There is infrequent use of emergency medical services in the pre-hospital management of individuals with ACS in Kerala.

Participants in this sample universally described infrequent use of emergency medical services in the pre-hospital setting for patients with ACS. Reasons given include: lack of knowledge from the patient's perspective that chest pain or other symptoms suggestive of ACS are appropriate reasons to request emergency medical services, the lack of availability of emergency medical services in particular areas throughout the state, among others. Participants reported that the government-funded ambulance system, reached by dialing the number 1-0-8, was more often used to seek medical attention for victims of road accidents. One participant said:

“If [it is] an accident, people will call 1-0-8. This chest pain, like that, they never call. Maybe they will come through bus or taxi or auto rickshaw.” (Emergency Department and Coronary Care Unit Nurse, government hospital)

Another participant reported:

“… people doesn’t (sic) know. Public people… maybe they are less educat[ed]… That's the problem… Otherwise the [motor vehicle] accident means, there will be bleeding, [the] patient is fainting [and] unconscious. People will [be] frighten[ed] and they will call the ambulance.” (Emergency Department Nurse, government hospital)

Of the private ambulance paramedics interviewed, all agreed that their primary role was to transfer patients from peripheral clinics or small hospitals without the ability to treat ACS patients to larger hospitals where thrombolysis, cardiac catheterization laboratories, or both were available. The private paramedics all said that they had minimal to no experience in responding to emergency requests from patient's homes.

Theme 3

The pre-hospital healthcare infrastructure (reliable road transport, statewide ambulance network) of Kerala is insufficient and increases pre-hospital delay.

Interviews with emergency department nurses and ambulance paramedics revealed that the government-funded ambulance system was functional in two of 14 administrative districts in the state of Kerala (Thiruvananthapuram and Alappuzha). In districts where the system was operating, there were too few ambulances to meet the needs of the population, resulting in patients opting for private modes of transportation because they proved faster. One emergency department nurse said:

“The 1-0-8 is not available every time. It's rare. Only one or two ambulances in one district or one panchayat or local area.

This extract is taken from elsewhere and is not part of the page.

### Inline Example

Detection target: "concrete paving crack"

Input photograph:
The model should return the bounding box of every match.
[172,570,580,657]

That maybe already busy… Taxi [is] faster… Almost, I think, almost 75-80% [of] people will come [by] taxi or auto rickshaw… Ambulance, every time they are busy.” (Emergency Department Nurse, government hospital)

An emergency department nurse from a district where the 1-0-8 systems is operational said:

“And another thing is that only two ambulances are available in each center. If I am calling and the ambulance is engaged with another case, they won’t come. They can’t come.” (Emergency Department Nurse, private hospital)

Theme 4

Individuals with ACS make multiple stops before arriving at a facility that can provide definitive diagnosis and treatment.

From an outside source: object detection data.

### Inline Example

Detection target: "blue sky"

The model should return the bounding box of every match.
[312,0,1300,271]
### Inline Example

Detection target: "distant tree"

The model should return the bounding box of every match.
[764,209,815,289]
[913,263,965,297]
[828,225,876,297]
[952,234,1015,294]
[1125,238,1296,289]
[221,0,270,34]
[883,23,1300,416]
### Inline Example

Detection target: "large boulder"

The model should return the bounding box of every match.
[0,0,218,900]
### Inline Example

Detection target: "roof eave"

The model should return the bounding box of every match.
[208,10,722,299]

Many interviewed participants agreed that patients with ACS in Kerala made multiple stops before arriving at a facility where definitive diagnostic and treatment measures could be provided due to lack of a coordinated system to transfer patients. They described that most patients arrived at a facility capable of thrombolysis or primary percutaneous coronary intervention only after first visiting a personal physician, a primary health center, a peripheral hospital, or some combination thereof.

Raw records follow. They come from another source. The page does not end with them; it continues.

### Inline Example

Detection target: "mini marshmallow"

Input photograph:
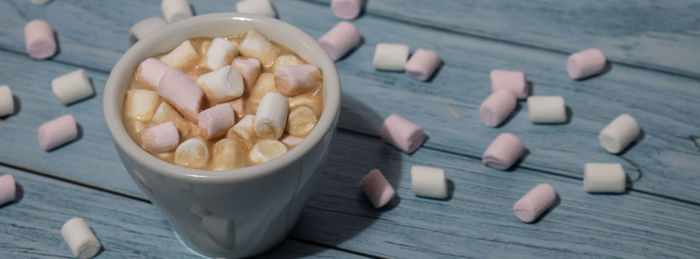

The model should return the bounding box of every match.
[61,218,102,258]
[566,49,605,79]
[197,66,245,103]
[583,163,627,193]
[598,114,641,154]
[199,103,236,139]
[491,69,530,99]
[360,169,396,208]
[527,96,566,123]
[160,0,192,22]
[406,49,441,81]
[51,69,95,105]
[254,93,289,139]
[411,165,447,199]
[318,22,362,61]
[24,20,56,59]
[249,139,287,163]
[129,16,168,45]
[481,133,525,170]
[205,38,238,70]
[37,114,78,151]
[158,69,204,122]
[513,183,557,223]
[479,90,518,127]
[236,0,277,18]
[174,138,209,168]
[275,64,322,96]
[139,121,180,153]
[372,43,410,71]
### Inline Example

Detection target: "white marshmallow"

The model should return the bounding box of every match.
[250,139,287,164]
[527,96,566,123]
[598,114,641,154]
[411,165,447,199]
[583,163,627,193]
[61,218,102,258]
[372,43,410,71]
[255,93,289,139]
[51,69,95,105]
[197,66,245,104]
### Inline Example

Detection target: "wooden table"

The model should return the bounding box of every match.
[0,0,700,258]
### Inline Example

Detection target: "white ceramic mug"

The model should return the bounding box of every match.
[104,13,341,257]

“From onset of symptoms, an average of six hours passed. That's what we have seen. And, uh, nowadays I think it is coming down little bit. But the thing is they go to multiple centers. So many of the doctors are private doctors, they don’t know how to coordinate, they don’t know how to coordinate, so patients themselves, they go to their own private clinic where, we, in Kerala we have an advantage of having many private small, small clinics who have electrocardiogram facilities. So they go there, take an ECG, and from there they go to the nearest hospital which may be a primary healthcare center or a community healthcare or a nursing home kind of situation where the doctor looks at the ECG, makes a diagnosis. Some of them may not make a diagnosis. And then, as time elapses, [the] patient becomes sicker and then they go to another major hospital, [and] from there they refer. So, average is three to four stops. At least 2.5 stops I would say before they reach the CCU.” (Cardiologist, government hospital)

Theme 5

The relatively high cost of coronary angiography and percutaneous coronary intervention and lack of widespread health insurance coverage limits the delivery of optimal pre-hospital and early hospital ACS care in Kerala.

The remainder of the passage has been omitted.